Not long ago, technology giant Google had some harsh threats for Australia: in January, as that country moved forward to pass legislation forcing Google and other social media giants to pay for news content, Google threatened to pull its search engine out of the country altogether.

Australia’s legislation would have required Google — and others — to go through mediated negotiations to settle on a value of news content.

At Australian Senate hearings into the new law, Google Australia’s managing director Mel Silva said, “If this version of the code were to become law, it would give us no real choice but to stop making Google Search available in Australia.”

(That’s the stick part. But it’s far from the end of the story.)

Canada’s on the edge of putting together its own law requiring social media and digital giants to pay for the work they piggyback their own paid advertising on.

In other countries that have threatened legislation, like France, Google has already settled with media outlets, agreeing to pay for the content that Google uses to sell advertising.

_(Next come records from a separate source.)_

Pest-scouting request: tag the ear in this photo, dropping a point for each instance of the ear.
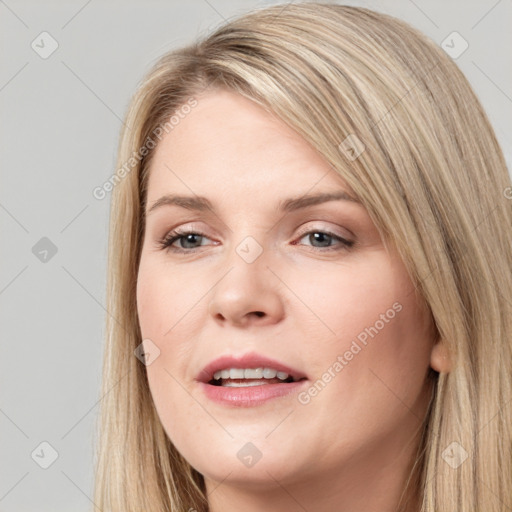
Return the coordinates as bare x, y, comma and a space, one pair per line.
440, 359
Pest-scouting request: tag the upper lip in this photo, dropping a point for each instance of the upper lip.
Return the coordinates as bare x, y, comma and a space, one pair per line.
251, 360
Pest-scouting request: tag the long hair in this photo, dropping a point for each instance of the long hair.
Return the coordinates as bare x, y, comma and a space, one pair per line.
399, 122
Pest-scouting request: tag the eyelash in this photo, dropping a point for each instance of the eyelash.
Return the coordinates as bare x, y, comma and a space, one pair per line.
166, 242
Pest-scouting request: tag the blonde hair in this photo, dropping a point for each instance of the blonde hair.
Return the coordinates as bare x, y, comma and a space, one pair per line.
433, 179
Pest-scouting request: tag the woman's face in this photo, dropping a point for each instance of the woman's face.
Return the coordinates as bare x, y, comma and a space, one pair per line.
268, 273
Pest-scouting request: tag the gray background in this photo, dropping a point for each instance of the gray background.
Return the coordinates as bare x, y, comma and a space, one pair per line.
60, 120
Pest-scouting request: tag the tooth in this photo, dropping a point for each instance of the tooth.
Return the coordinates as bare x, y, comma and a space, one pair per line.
244, 384
269, 373
250, 373
236, 373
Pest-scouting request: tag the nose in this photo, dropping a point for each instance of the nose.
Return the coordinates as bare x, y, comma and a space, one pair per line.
247, 293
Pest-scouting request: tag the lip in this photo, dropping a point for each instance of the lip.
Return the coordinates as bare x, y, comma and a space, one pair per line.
251, 360
252, 395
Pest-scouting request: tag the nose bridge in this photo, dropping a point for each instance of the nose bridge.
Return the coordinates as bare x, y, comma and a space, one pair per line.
247, 286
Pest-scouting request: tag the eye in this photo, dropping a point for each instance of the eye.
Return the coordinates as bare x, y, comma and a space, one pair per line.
188, 240
324, 237
185, 237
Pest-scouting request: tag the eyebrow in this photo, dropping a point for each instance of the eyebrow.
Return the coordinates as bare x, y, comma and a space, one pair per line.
200, 203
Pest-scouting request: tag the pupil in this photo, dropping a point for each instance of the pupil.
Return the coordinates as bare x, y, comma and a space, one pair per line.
189, 238
316, 235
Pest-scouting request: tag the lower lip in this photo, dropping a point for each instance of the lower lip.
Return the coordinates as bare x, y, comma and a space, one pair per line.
250, 396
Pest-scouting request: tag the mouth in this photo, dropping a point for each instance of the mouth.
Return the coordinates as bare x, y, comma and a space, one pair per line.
248, 379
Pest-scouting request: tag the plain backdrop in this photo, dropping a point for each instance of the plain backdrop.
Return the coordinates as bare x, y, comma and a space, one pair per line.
60, 120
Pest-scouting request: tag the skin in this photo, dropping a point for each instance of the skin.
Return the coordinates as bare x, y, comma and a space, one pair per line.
349, 447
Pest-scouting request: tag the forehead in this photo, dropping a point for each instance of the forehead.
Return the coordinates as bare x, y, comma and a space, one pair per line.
229, 143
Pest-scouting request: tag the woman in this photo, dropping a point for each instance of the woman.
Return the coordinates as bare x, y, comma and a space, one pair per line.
259, 370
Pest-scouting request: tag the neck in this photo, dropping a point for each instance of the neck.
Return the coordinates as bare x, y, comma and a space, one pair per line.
375, 482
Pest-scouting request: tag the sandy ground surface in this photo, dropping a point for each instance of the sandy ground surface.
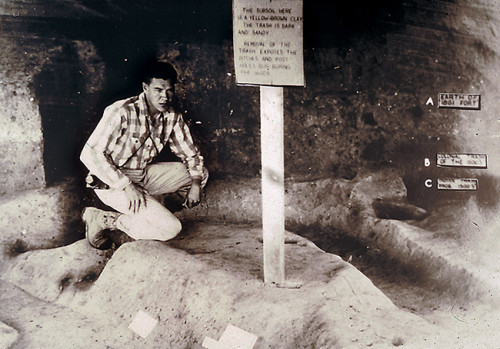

And in Australia, things now seem to be going the same way: as the bill passed the Australian House of Representatives and seemed poised to pass the Senate, Google started making a stream of deals with Australian news media companies, including a $30-million-a-year deal with Australia’s largest media conglomerate, Nine Entertainment. Other massive media agencies, like News Corp., with operations in Britain, the U.S. and Australia, have announced they are signing deals with Google.

And all because of the risks the new Australian law entails. (Facebook, meanwhile, has stayed with the stick, shutting off Facebook pages in Australia on Wednesday that offer news.)

That’s all interesting news for the beleaguered news industry in Canada, where the agencies that actually produce news have watched the advertising profits from their work get eaten up by the Googles and Facebooks of the world.

It’s especially interesting because Canada’s on the edge of putting together its own law requiring social media and digital giants to pay for the work they piggyback their own paid advertising on.

Federal Heritage Minister Steven Guilbeault is preparing legislation of his own for the spring that would also require digital giants to pay for the work done by other media outlets, and even before Google starting making deals, he was watching the Australian model play out.

“What they’re doing from a very detailed point of view is of great interest to us,” he told the Globe and Mail.

It should be interesting to everybody. The fact is that researching, preparing and writing news costs money — and those who use it, including digital giants, should have to pay for what they use.